A survey conducted in 2016 found that 50% of Ugandan women aged between 15 and 49 had experienced physical or s*xual intimate partner violence. Heard, whose pre-marriage name was Kantengwa, has experienced both. (We discussed with Judith which name to use for this story, and decided on Kantengwa, though she uses Heard for professional purposes.)
The publication of the nude photographs - downloaded, she believes, from a stolen computer or telephone - is just the latest in a long line of abuses she has suffered at the hands of men, she says. She has been silent about them for many years because she has been "scared to be embarrassed and humiliated".
"We are judged for this, so you keep it to yourself and end up getting your mind messed up psychologically," she says. "I've decided to tell my story because I want to be a free woman.

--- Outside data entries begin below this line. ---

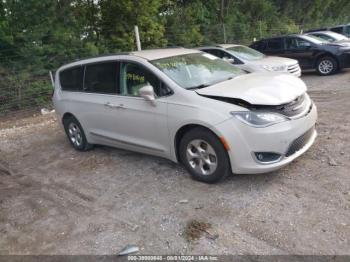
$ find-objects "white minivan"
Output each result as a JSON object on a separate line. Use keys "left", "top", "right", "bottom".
{"left": 53, "top": 48, "right": 317, "bottom": 183}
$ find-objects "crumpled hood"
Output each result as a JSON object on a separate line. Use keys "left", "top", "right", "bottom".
{"left": 196, "top": 72, "right": 307, "bottom": 106}
{"left": 248, "top": 56, "right": 298, "bottom": 67}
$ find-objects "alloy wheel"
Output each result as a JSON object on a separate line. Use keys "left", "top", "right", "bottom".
{"left": 186, "top": 139, "right": 218, "bottom": 176}
{"left": 318, "top": 59, "right": 334, "bottom": 75}
{"left": 68, "top": 122, "right": 83, "bottom": 147}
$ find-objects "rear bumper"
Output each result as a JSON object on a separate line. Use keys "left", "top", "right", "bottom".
{"left": 214, "top": 103, "right": 317, "bottom": 174}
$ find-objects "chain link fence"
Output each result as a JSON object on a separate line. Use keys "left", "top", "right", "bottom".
{"left": 0, "top": 71, "right": 53, "bottom": 117}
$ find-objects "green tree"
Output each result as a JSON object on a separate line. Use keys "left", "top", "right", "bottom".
{"left": 99, "top": 0, "right": 166, "bottom": 51}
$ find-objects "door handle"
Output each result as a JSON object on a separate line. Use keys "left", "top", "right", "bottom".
{"left": 104, "top": 102, "right": 114, "bottom": 108}
{"left": 115, "top": 104, "right": 125, "bottom": 109}
{"left": 104, "top": 102, "right": 125, "bottom": 109}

I don't want to walk for the rest of my life with this heavy stone."
Some of Kantengwa's earliest memories are of her father beating her mother, who eventually left home in fear of her life. As a result, at the age of eight, Kantengwa moved to her father's family home in Rwanda - and was raised mainly by her grandmother after her father was killed in the 1994 genocide against the Tutsi.
It was in Rwanda that she was first raped - at the age of 15, by a family member at home, on the night before her final school exams. The next day, after doing her exams, she ran away.
Kantengwa ended up in the Rwandan capital, Kigali, where she took refuge in a ghetto in the Nyamirambo district - "a very, very crazy place", as she puts it. Here she became a performer in a music group. "Whoever wanted to join would come and you would have a place to sleep, some food," she laughs, giving a rendition of her Shania Twain act.
She wasn't paid for singing but would "just survive by being nice to the people in the neighbourhood... to get some beans, some chapati." The ethos was: "If I get, we share. If you get, we share."
At 17, Kantengwa got a job as a waitress in a club frequented by the rich and famous, and became known as "the beautiful Ugandan girl who speaks English". With her earnings, she was able to get her own apartment.
Things were looking up. So when a woman approached her in the club one night offering her a better life, she felt fate was on her side. She arranged to meet the woman to travel with her to Goma, in the Democratic Republic of Congo (DRC) where, she was told, she "might meet somebody nice… who can take care of you".
The chance of security was too much to turn down. "I was a little girl and just wanted to find a better life for myself, and find money, and one day go and look for my family," she says.